An artist in New York has unveiled a creative way for you to sport your personal devices by using body art. Anthony Antonellis has taken wearable technology beyond the realm of computerized eyeglasses and smart watches and deeper into the skin with a digital tattoo.
The pattern itself is visible only through a smart phone, but the chip as small as a grain of rice can store up to 1KB of graphics.
The digital tattoo is projected as a GIF by a small RFID chip implanted between Antonellis’ thumb and index finger. The chip is similar to the one used in electronic ticketing.
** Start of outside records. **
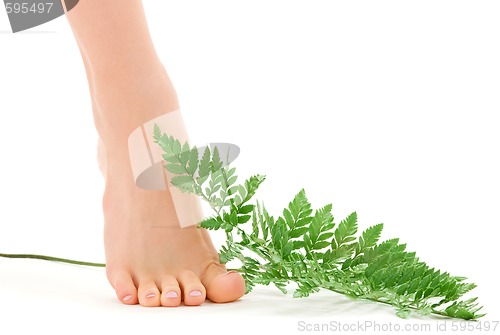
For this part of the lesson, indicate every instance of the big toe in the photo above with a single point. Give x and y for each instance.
(223, 286)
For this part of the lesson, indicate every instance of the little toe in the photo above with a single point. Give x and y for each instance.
(193, 292)
(149, 295)
(125, 289)
(223, 286)
(170, 292)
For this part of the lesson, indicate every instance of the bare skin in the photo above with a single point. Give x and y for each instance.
(150, 260)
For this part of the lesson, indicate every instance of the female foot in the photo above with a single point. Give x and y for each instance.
(150, 259)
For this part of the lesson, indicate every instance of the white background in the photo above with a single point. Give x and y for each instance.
(387, 108)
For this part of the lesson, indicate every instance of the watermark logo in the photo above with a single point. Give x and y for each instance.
(26, 14)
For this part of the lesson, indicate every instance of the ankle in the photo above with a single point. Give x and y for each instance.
(125, 103)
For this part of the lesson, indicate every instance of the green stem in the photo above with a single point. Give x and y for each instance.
(54, 259)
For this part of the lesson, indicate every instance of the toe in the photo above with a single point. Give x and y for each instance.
(192, 289)
(149, 295)
(223, 286)
(125, 289)
(170, 292)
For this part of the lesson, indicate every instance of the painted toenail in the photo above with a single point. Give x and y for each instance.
(171, 294)
(195, 293)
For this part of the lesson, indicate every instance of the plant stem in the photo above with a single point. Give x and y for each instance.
(54, 259)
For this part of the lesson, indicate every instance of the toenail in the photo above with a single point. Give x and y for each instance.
(171, 294)
(195, 293)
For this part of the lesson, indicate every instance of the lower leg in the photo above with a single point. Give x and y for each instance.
(129, 86)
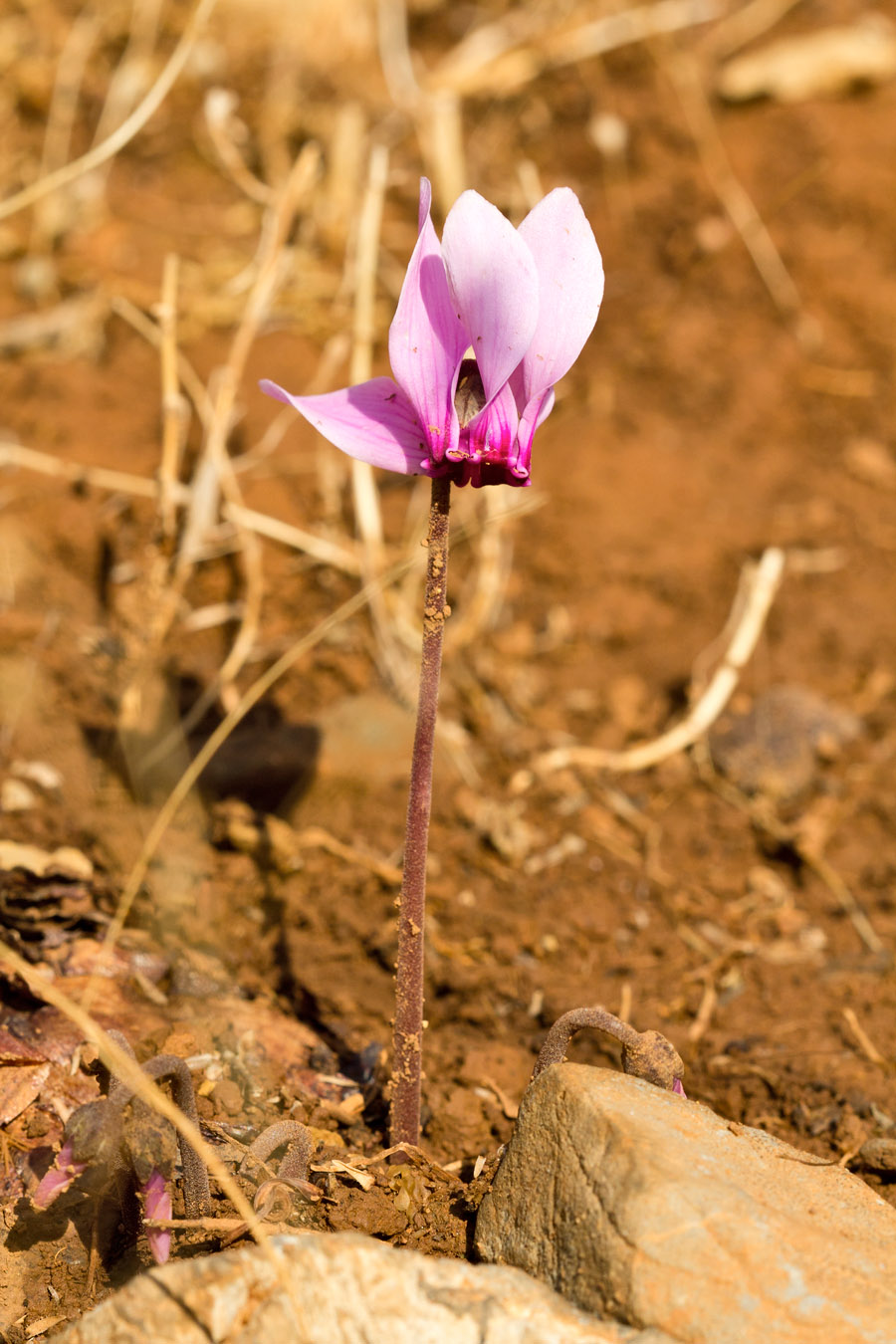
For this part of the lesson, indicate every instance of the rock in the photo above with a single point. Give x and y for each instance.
(346, 1289)
(776, 746)
(638, 1205)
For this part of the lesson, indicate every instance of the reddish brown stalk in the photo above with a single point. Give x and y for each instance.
(407, 1039)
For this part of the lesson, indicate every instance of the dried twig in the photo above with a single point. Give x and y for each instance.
(755, 594)
(512, 51)
(735, 200)
(866, 1045)
(126, 483)
(172, 405)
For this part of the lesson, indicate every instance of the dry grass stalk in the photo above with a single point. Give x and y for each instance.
(735, 200)
(172, 407)
(757, 590)
(866, 1045)
(64, 105)
(126, 483)
(114, 142)
(389, 656)
(152, 333)
(735, 30)
(511, 53)
(219, 108)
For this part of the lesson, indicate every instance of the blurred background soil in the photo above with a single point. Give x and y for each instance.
(737, 394)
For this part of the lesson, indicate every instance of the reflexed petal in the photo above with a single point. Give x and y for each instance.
(372, 421)
(495, 281)
(571, 288)
(426, 337)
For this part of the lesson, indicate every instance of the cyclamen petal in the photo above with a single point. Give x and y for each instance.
(495, 281)
(157, 1205)
(61, 1176)
(523, 302)
(569, 291)
(371, 421)
(427, 338)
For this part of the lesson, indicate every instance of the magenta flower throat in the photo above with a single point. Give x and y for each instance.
(487, 323)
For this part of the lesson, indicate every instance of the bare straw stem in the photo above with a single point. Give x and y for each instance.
(407, 1040)
(109, 146)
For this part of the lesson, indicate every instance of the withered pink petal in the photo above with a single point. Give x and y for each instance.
(157, 1205)
(373, 422)
(61, 1176)
(495, 283)
(569, 291)
(427, 337)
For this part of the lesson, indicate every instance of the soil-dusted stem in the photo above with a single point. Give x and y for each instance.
(407, 1039)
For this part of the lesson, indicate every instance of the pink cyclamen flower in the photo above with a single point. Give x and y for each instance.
(157, 1205)
(488, 322)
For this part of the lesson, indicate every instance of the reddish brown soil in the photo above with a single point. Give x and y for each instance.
(695, 432)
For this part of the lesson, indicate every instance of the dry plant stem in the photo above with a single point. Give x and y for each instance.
(737, 202)
(645, 1054)
(172, 406)
(188, 779)
(105, 150)
(407, 1040)
(196, 1193)
(760, 583)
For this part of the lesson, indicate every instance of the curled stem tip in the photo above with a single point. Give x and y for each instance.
(645, 1054)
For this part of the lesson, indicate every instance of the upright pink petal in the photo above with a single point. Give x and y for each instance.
(569, 291)
(495, 281)
(427, 337)
(372, 421)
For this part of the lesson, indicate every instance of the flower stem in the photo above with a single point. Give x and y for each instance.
(407, 1039)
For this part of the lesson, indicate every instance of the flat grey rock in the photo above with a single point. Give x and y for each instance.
(648, 1209)
(346, 1289)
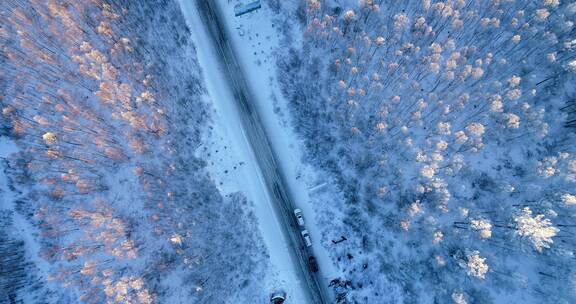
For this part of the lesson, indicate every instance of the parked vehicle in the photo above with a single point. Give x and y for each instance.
(306, 237)
(312, 264)
(278, 297)
(299, 218)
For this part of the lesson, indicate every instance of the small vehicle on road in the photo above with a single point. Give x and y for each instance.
(306, 237)
(278, 297)
(299, 217)
(312, 264)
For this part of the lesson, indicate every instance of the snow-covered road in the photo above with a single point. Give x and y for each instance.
(271, 174)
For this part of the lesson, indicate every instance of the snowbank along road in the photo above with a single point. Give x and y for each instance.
(259, 142)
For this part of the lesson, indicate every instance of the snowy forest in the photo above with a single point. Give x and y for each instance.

This fusion of art and technology beats Motorola in the race to use subcutaneous devices for data storage and transfer. In May, the company announced plans to create smart tattoos that store passwords to speed up the authentication process for users.
Motorola is but the first of big tech companies eager to jump in the bandwagon of invasive devices.
But unlike the company’s brand of personal technology, Antonellis’ tattoo serves a “public purpose.” He will upload his designs into the device then distribute them to fellow art lovers interested in downloading graphics from his hand and into their smart phones.
Streamlining gadgets with the day-to-day functions of the human body is nothing new. The health-conscious digerati have looked to electronic devices to keep track of everything, from calorie intake to menstrual cycle.
But a wave of stylish gadgets more intricate than the average pulse or blood pressure monitor is predicted to hit the market in the next five years or less. After the influx of smart phones and tablets, Samsung and Google are now developing personal gadgets, such as the nascent Galaxy Gear smart watch and the Google glasses, to serve both as digital tools and savvy fashion accessories.